Jeep (2018-Current) Installation Instructions

Jeep (2018-Current) Installation Instructions

***THIS IS NOT A BALLJOINT. INSTALLING THIS SYSTEM LIKE A BALLJOINT AND TORQUING LIKE A BALLJOINT WILL NOT WORK AND YOU’LL BE REDOING WORK. PLEASE FOLLOW THE INSTRUCTIONS BELOW AND YOU’LL HAVE A FANTASTIC DRIVING JEEP.***

  1. Place entire kit in the freezer for at least an hour. If you take it apart, take pics and note the order in which it is assembled. Getting the cup assemblies cold will help them press in easier with less effort on your part.
  2. Begin by pressing lower assembly in from the bottom of the C. DO NOT remove the bearing from the cup, press it in as an assembly. The shoulder will stop the cup from being pressed in further. Once on the shoulder, stop. Press ONLY on the cup itself and NOT the spherical bearing, this will prevent damage. (NOTE: the lower cup has a taller shoulder & a plunge cut ID on the opposite end.) Keep the seal & Delrin shim on the top side of the assembly to prevent debris from entering.
  3. Press upper assembly in from top of C in the same manner as the lower assembly outlined in the previous step. (NOTE: the upper cup has a shorter shoulder.)
  4. MOVING ON TO INSTALLING STUDS INTO OUTER KNUCKLE: Slide lower stud into the taper of the outer knuckle. (NOTE: this is why you left them assembled, they look similar. If you didn’t, the lower stud has a shoulder). It is not uncommon to have to tap the top of the lower stud for the threads to clear the hole in the outer knuckle. The stock knuckle is a metric thread OD instead of a standard thread OD which is .0015” larger.
  5. Prior to installing upper stud, insert the stock caster/camber bushing if it’s not already in the outer knuckle. See pic above for reference. Using the hex pockets on the top of each stud, TORQUE BOTH 9/16” NUTS TO 40 FT/LBS TO SEAT TAPERS.

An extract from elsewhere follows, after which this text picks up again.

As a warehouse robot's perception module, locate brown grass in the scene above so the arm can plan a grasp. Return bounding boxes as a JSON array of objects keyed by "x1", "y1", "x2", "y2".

  6. Grease the underside of the lower bearing and the top side of the upper bearing prior to sliding the outer knuckle studs into the bearings. This does not lubricate the bearing itself, it only impedes water/debris intrusion, bearings are pre-lubricated upon assembly. After sliding the studs through each assembly you should see the threads through the tops of each as pictured below:

    The spacing of the upper as pictured above is normal and just not seen with a balljoint due to them having a grease boot. To verify this, check where your steering stops contact. This will indicate the correct vertical position of the outer knuckle in relation to the inner C.

  7. After sliding outer knuckle onto inner C, place o-ring seal over stud (center it), then slide .048” shim over the top of the stud, and hand tighten ¾” low profile nylock as pictured below:

  8. Torquing top nylocks of each assembly:
    • YOU MUST TORQUE THESE NYLOCKS IN THIS ORDER!!
    • Torque top nylock of lower assembly to 35 ft/lbs.
    • Torque top nylock of upper assembly to 20 ft/lbs to 25 ft/lbs.
    • Additional torque to the top nylock of the upper assembly will stiffen steering. IF you experience this, it is adjusted with the ft/lbs of torque applied to this nut.
  9. When you are finished with assembly, use a paint pen to mark the top of each nut/stud as pictured below. Incorrectly marking it will give a false indication of loosening. Visually inspect marks after driving 100 miles.

NOTES:

  • Upon initial drive after install: the steering will feel more responsive and firmer. This can be adjusted with the TOP nylock of the upper assembly. It is recommended that you drive 500 to 1,000 miles to break in the assemblies as the bearings themselves will have some rotational resistance. The more rotations the knuckles cycle through the quicker this period will be. Driving straight down the highway for 1,000 miles will not suffice.
  • The use of thread locker in conjunction with the nylocks is acceptable.

UPDATES:

Sept 1st, 2024: Ai updated 1101 kits with a lower stud featuring a shoulder instead of using a smooth shank/spacer combination. That style can still be used on steel outer knuckles, but was replaced due to the steel spacer making noise when used with the cast aluminum outer knuckles.